Kepala Bidang Pemasaran Pariwisata Dispar Sleman, Kus Endarto, mengatakan momentum libur sekolah menjadi salah satu periode penting bagi sektor pariwisata. Dari proyeksi tersebut, perputaran uang yang dihasilkan wisatawan diperkirakan mencapai Rp337,5 miliar hingga Rp1,27 triliun.
"Kami proyeksikan peredaran uang dari wisatawan diperkirakan berada di antara Rp337,5 miliar sampai dengan Rp1,27 triliun," kata Kus Endarto, Senin (8/6/2026).
Selain menargetkan peningkatan kunjungan, Dispar Sleman juga memproyeksikan rata-rata lama tinggal wisatawan (length of stay) berada pada kisaran 1,5 hingga 2 hari. Sementara tingkat okupansi hotel diperkirakan mencapai 40 hingga 60 persen.

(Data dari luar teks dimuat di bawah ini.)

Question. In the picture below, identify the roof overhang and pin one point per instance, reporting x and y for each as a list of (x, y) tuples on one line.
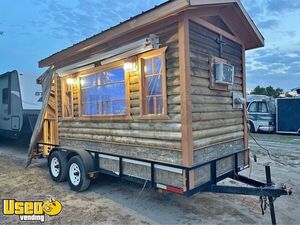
[(151, 16)]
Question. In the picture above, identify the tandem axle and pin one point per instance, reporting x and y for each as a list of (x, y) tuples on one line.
[(80, 166)]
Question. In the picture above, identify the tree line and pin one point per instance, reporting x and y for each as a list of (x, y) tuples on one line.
[(269, 91)]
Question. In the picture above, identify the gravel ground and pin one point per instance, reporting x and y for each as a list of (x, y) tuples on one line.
[(110, 201)]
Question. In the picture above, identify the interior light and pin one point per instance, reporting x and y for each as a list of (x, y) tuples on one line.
[(131, 64), (128, 66), (70, 81), (82, 82)]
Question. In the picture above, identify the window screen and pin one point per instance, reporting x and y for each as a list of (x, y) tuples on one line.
[(103, 93)]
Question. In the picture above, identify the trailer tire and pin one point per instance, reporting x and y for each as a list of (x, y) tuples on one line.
[(58, 166), (77, 176), (252, 129)]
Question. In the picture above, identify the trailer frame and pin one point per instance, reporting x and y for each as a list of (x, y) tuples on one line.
[(257, 188)]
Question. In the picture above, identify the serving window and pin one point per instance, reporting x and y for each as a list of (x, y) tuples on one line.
[(103, 93), (67, 93), (153, 84)]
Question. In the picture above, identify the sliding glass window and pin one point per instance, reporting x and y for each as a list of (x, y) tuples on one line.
[(103, 93)]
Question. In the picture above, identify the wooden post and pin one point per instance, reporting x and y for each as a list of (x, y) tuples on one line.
[(245, 108), (185, 87)]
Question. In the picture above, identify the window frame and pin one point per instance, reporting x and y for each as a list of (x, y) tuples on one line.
[(63, 96), (142, 90), (99, 69)]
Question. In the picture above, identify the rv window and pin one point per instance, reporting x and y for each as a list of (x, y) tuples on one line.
[(154, 82), (263, 107), (103, 93), (5, 96)]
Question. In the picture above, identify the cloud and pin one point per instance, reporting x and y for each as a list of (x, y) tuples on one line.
[(268, 24), (280, 6), (87, 17)]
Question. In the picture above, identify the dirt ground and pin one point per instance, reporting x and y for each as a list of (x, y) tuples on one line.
[(110, 201)]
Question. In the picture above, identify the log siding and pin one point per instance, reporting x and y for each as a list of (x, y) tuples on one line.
[(214, 119), (148, 136)]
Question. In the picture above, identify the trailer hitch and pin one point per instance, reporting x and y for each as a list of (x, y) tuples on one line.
[(264, 190)]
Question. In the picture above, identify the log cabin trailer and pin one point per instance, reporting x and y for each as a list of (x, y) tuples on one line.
[(159, 97)]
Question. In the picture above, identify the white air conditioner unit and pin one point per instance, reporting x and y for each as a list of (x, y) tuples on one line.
[(224, 73)]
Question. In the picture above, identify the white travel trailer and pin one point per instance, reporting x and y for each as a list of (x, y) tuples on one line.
[(17, 118)]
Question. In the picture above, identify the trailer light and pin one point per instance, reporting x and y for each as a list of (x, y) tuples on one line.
[(130, 65), (70, 81)]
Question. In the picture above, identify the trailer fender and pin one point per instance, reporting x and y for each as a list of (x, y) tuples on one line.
[(86, 157)]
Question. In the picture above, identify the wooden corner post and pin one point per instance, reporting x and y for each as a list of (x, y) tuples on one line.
[(246, 145), (185, 87)]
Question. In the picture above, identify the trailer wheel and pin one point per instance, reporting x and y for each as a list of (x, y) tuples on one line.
[(58, 167), (77, 177), (251, 127)]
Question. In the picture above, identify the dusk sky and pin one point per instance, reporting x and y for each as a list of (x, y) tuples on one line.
[(35, 29)]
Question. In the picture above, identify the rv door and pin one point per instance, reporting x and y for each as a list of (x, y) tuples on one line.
[(5, 123)]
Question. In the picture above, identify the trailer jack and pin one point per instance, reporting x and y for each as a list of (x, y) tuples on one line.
[(264, 190)]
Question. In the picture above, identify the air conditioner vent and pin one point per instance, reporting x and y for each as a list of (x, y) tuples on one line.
[(224, 73)]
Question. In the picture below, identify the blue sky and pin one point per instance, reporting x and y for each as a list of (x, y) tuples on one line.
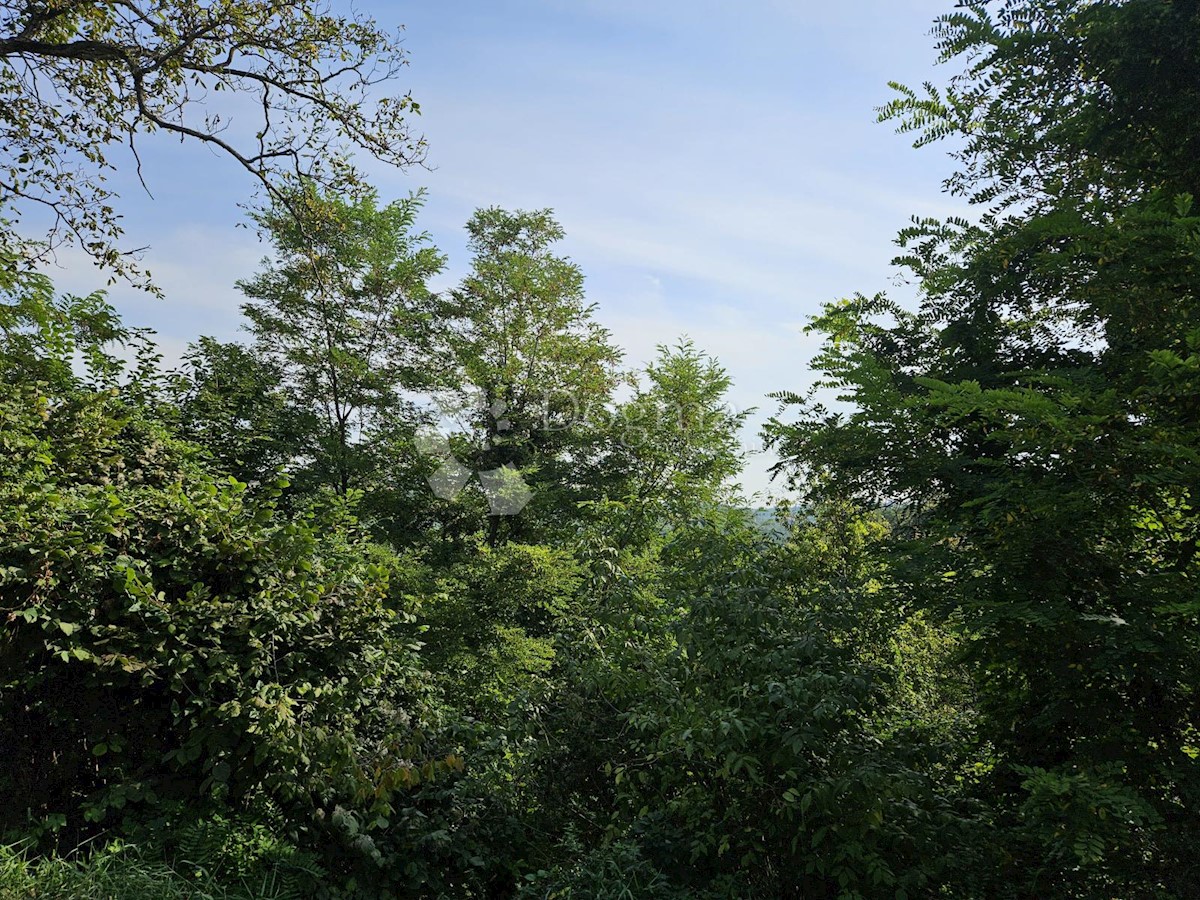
[(717, 167)]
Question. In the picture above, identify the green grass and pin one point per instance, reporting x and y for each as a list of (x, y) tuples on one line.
[(121, 873)]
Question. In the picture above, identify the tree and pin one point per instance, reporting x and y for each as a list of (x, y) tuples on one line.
[(173, 642), (231, 401), (1036, 424), (345, 312), (534, 366), (78, 78), (675, 443)]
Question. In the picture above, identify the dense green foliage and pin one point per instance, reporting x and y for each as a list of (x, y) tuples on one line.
[(425, 594)]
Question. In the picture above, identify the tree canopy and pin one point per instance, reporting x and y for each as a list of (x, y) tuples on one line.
[(78, 79)]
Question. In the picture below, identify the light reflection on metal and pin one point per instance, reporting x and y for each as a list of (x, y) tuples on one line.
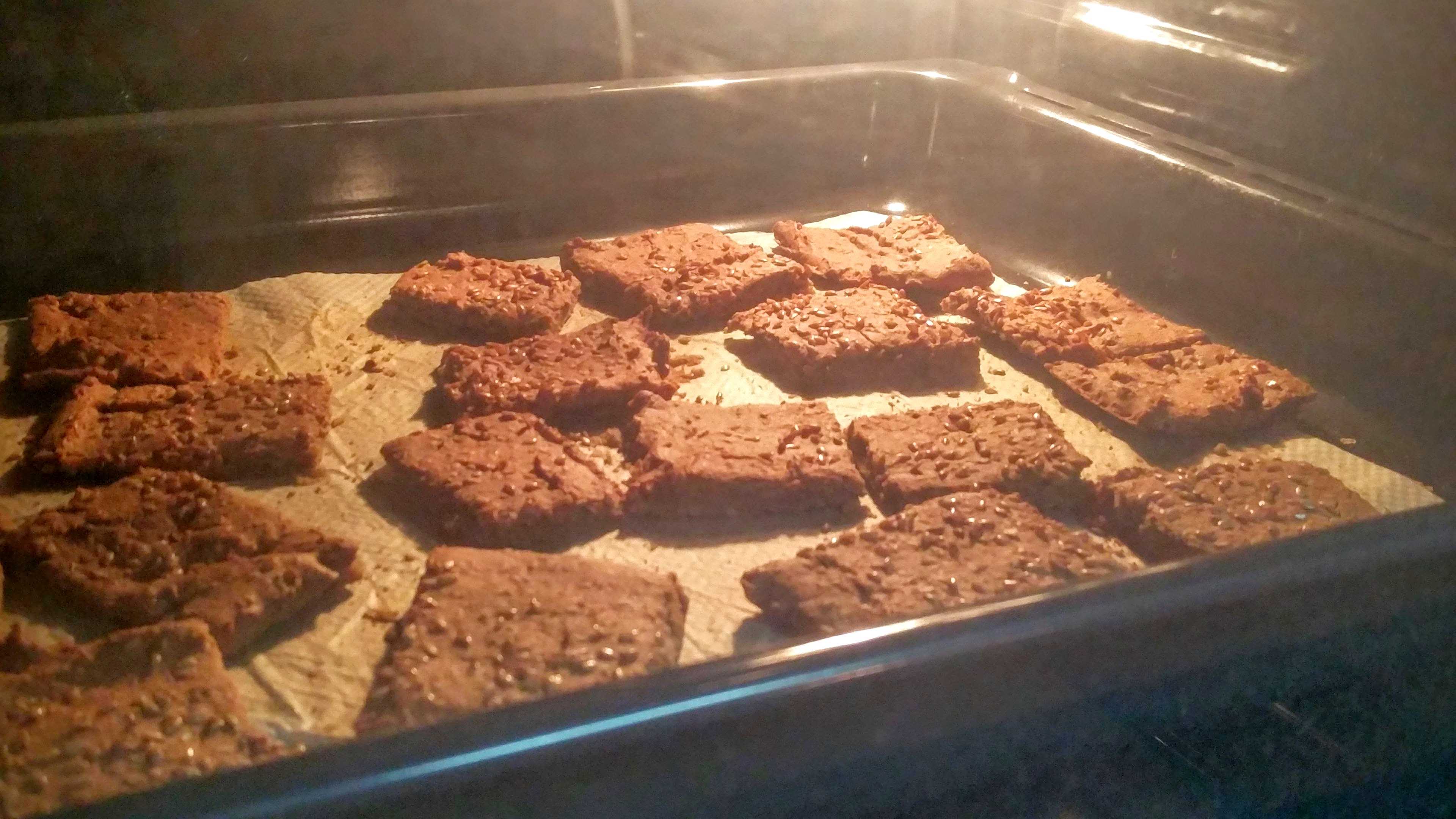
[(1147, 28), (1147, 149), (715, 82)]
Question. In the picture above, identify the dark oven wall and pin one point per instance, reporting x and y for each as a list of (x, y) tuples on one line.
[(1349, 94), (1352, 94)]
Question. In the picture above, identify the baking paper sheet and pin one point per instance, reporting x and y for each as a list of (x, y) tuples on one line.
[(311, 682)]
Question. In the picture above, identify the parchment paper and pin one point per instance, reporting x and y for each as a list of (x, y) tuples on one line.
[(311, 682)]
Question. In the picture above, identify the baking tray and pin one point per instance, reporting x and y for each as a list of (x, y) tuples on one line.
[(1043, 186)]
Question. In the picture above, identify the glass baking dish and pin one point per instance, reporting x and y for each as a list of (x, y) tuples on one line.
[(1349, 298)]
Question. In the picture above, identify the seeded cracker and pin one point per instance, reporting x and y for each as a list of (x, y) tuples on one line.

Menurutnya, rata-rata pengeluaran wisatawan selama berkunjung ke Sleman berkisar antara Rp 750 ribu hingga Rp1 juta per kunjungan. Belanja tersebut mencakup akomodasi, konsumsi, tiket masuk destinasi, pembelian oleh-oleh, hingga kebutuhan wisata lainnya. "Kami cukup optimis," ujarnya.